Hi,
I have managed to merge two different files using a common column which has the same information using the below function:
Combine_Files <- merge(File1, File2, by="Symbols")
However, I would like to know if its possible to merge two different *.csv files i.e. one file (file 1) with the gene symbols only (one gene per row), and the other file (file 2) with the gene symbols and other annotation columns (many related genes per row separated by comma but one of the gene is common as (file 1). I would like to merge both the files based on the mapping of the gene symbols from file1 and extract other annotations columns from (file 2) in the combined file for further data analysis. I would like to know how this could be done.
For example: File_1
Gene_Symbols
1. GeneA1
2. GeneA2
3. GeneA3
For example: File_2
Gene_Symbols
1. GeneA1, GeneX1, GeneX2, GeneD
2. GeneA2, GeneL1, GeneP2, GeneNA
3. GeneB3, GeneA3, GeneLP1, GeneNA1
Other columns in File_2
Phenotype, GO Ontology, Pathways
Expected Output
Gene_Symbols, Phenotype, GO Ontology, Pathways
Thank you,
Toufiq
"Other columns" are they part of File2? If yes, could you update your example, and provide expected output.
Yes, other columns are part of file 2. File 1 has one column and file 2 has four columns.
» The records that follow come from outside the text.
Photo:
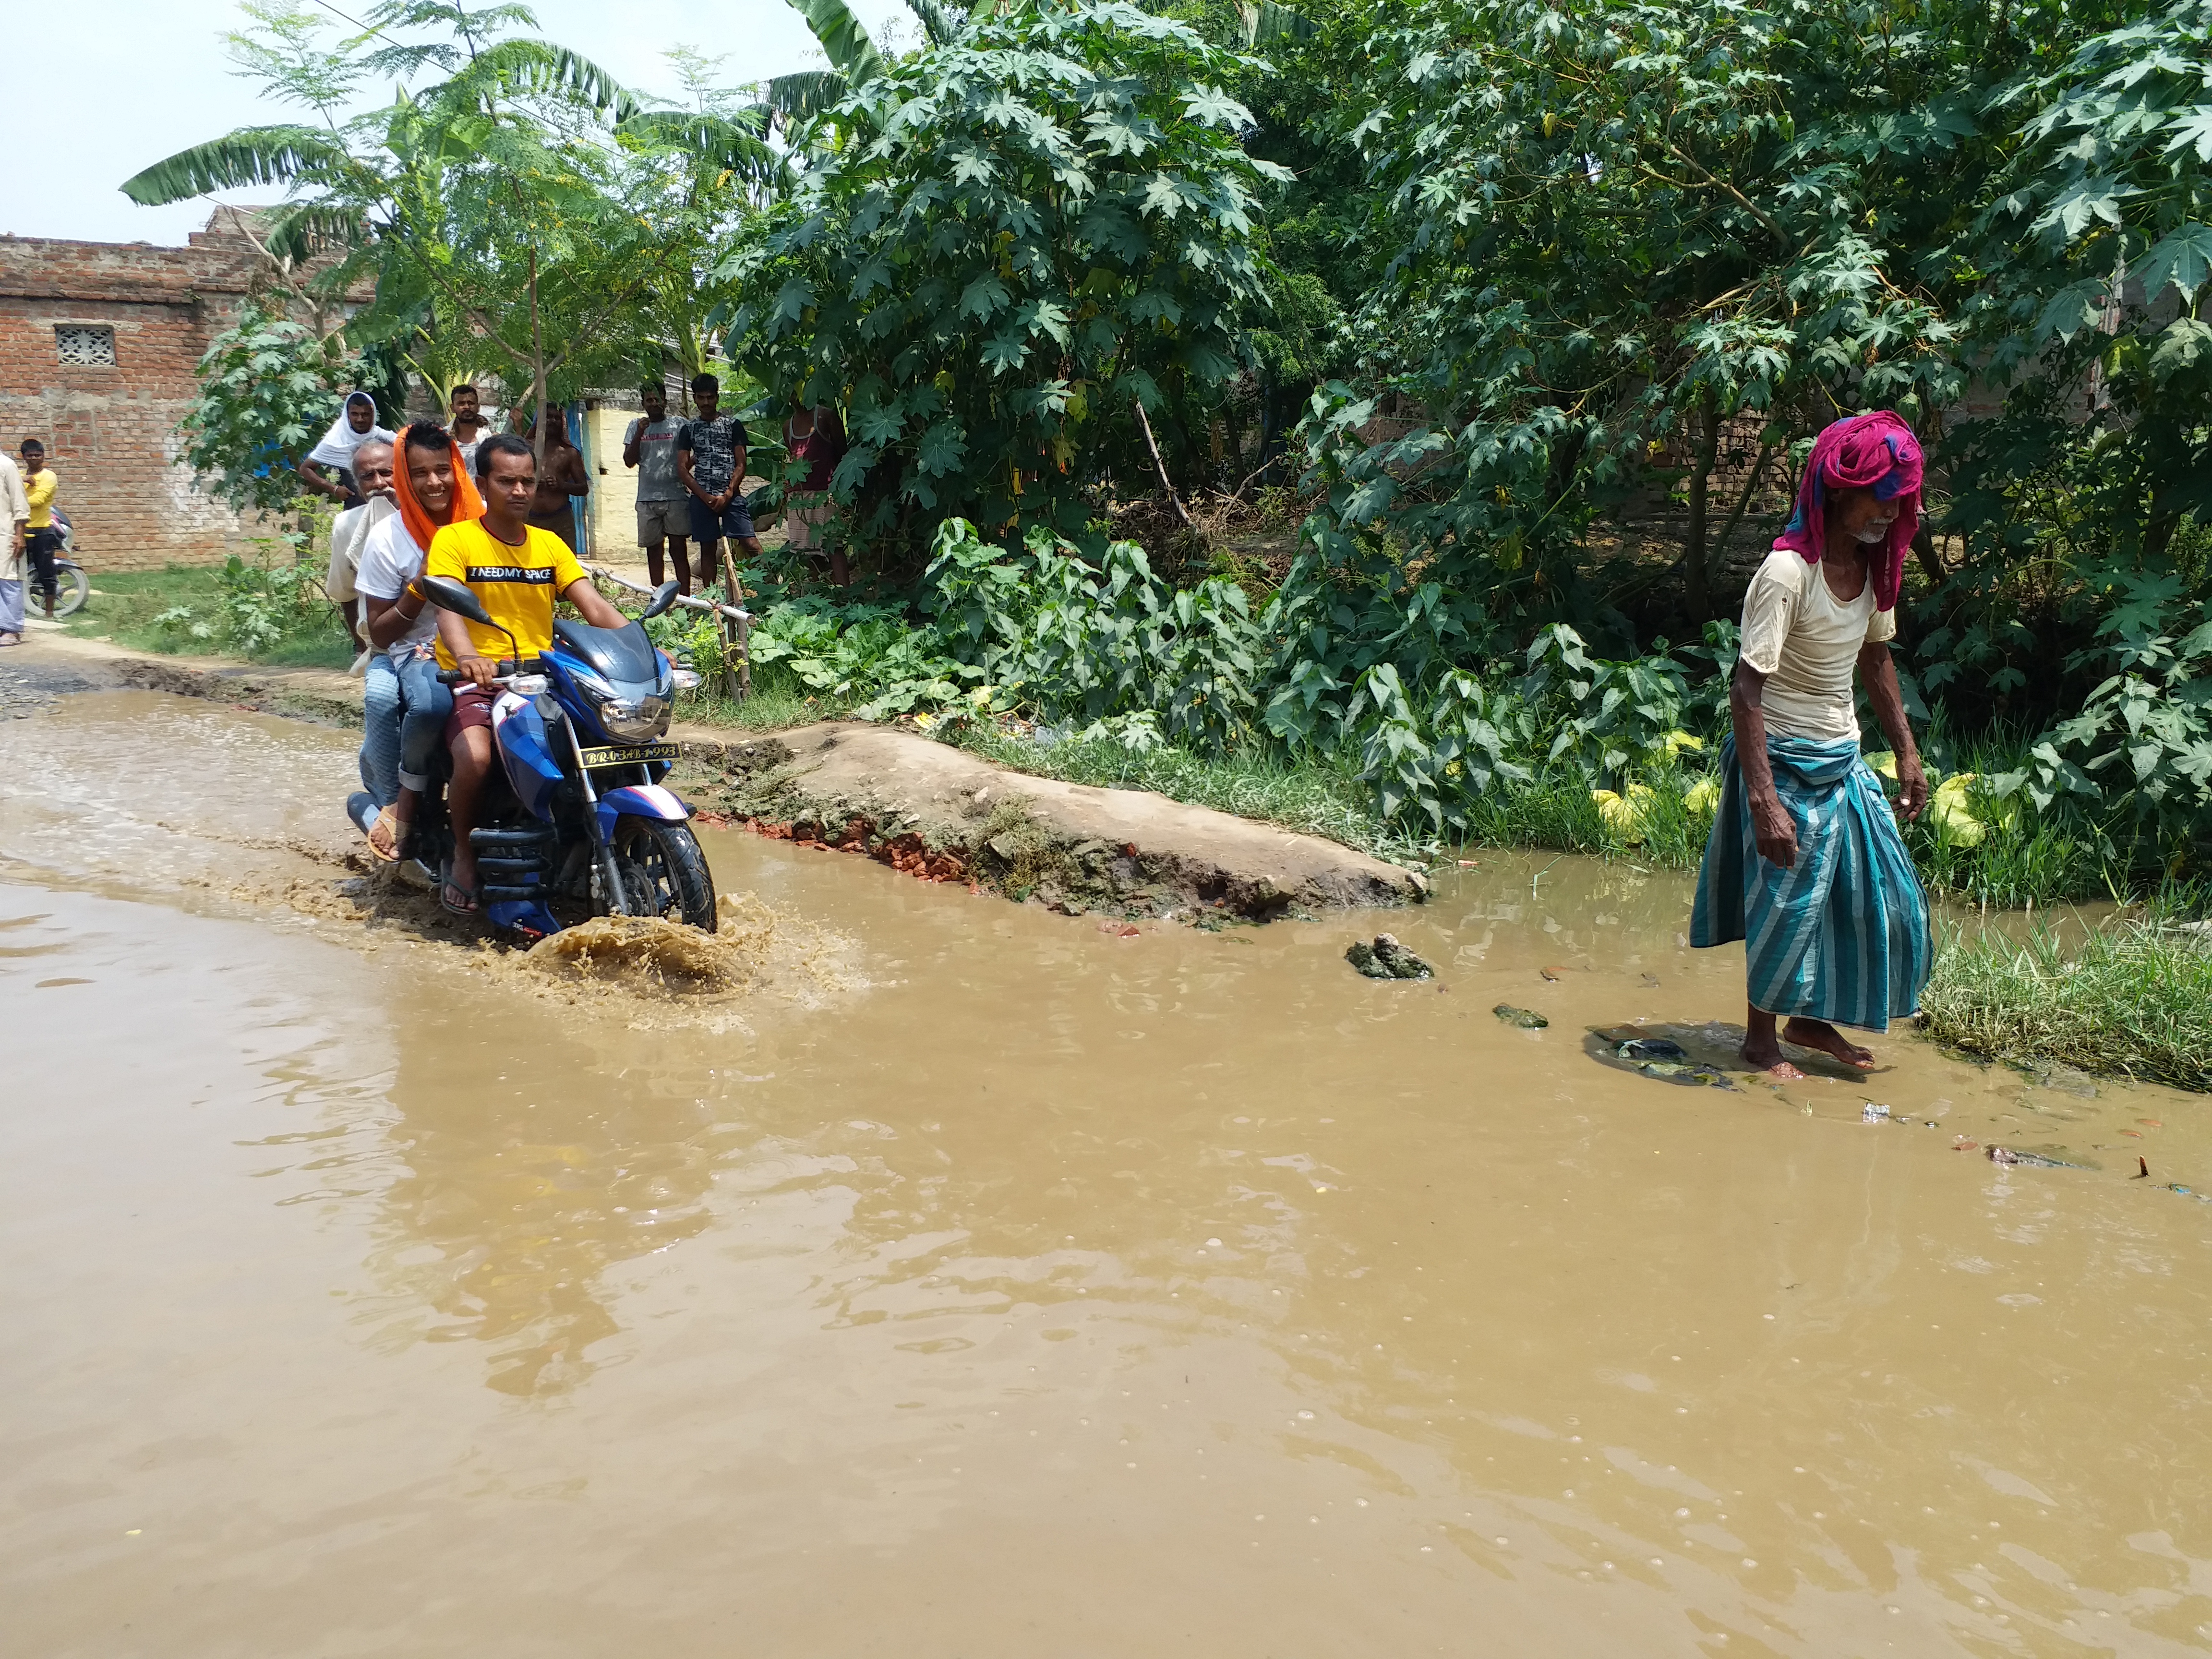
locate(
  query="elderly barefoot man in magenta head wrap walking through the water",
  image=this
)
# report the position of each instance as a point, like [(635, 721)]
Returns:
[(1806, 864)]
The expected out should have 4 columns.
Does this example help?
GeneA1,GeneX1,GeneX2,GeneD WO cell processes Pathway1
GeneA2,GeneL1,GeneP2,GeneNA KT inhibition Pathway2
GeneB3,GeneA3,GeneLP1,GeneNA1 WO1 activation Pathway3
GeneA1 WO cell processes Pathway1
GeneA2 KT inhibition Pathway2
GeneA3 WO1 activation Pathway3
Maybe you should use the grep function of R to simply grep the gene symbol of file 1 to that in file 2 and if the grep is not null you paste the colums to that row. You will need a loop, probably (or maybe a clever use of apply).